Model Inputs \(\rightarrow\) Family Planning Parameters \(\rightarrow\) Desired Number of Children


We assume that each woman in the model has certain fertility preferences, operationalized by her stated ideal family size, or desired number of children. This variable determines what ‘mentality’ of family planning a woman is currently operating under: ‘spacing’ or ‘limiting’. While women have less than their desired number of children they are considered to be ‘spacing’. Once they have met (or exceeded) this number they are considered to be ‘limiting’.


We assume that a woman’s desired number of children remains constant over her reproductive life-cycle. We did not find any studies that looked at changes in desired number of children over the course of a woman’s life. However, we did find four related studies that examined consistency in reporting fertility preferences over time, ranging from five months to four years. Two longitudinal studies from India and Morocco specifically assessed consistency of women’s reported desired number of children,[1,2] and two studies from rural Ghana assessed women’s desire to stop childbearing over time.[3,4] A review of this literature did not reveal any consistent trends in how desired fertility may change throughout a woman’s life.

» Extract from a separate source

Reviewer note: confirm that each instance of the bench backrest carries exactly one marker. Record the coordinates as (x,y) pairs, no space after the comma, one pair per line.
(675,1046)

We analyzed data on the reported ideal number of children from the DHS (v613). We removed missing or “Don’t know” responses. Data were available for 4,102,452 women from 254 surveys in 74 countries. We assumed that non-numeric responses indicated fatalistic attitudes towards family size (i.e. no preference). These responses (n=212,933) occurred on average for 5.2% of women, ranging from near 0% in Lesotho and Vietnam to around 20% in Afghanistan and Chad and nearly 30% in Yemen. We re-coded these responses to 10 desired children, and top-coded the number of specified desired children at 20 (500 responses were top-coded). Here we plot the global distribution of desired number of children (by subgroup) and explore potential secular trends in the mean and variance of this distribution.


We assume that the distribution of number of desired children follows a Poisson distribution (\(\text{Pois}(\lambda)\)), with an additional point mass (\(\pi\)) at \(p\). This allows us to account for high concentrations of particular answers, for example, a large spike at 2 desired children:

\[ P(K=k)=(1-\pi)\frac{\lambda^k e^{-\lambda}}{k!} + \mathbb{I}(k=p)\pi \]

We fit hierarchical models to estimate priors for these parameters, stratified by subgroup (urban/rural and level of education). We used upper middle income priors for high income countries due to lack of DHS data in high income countries.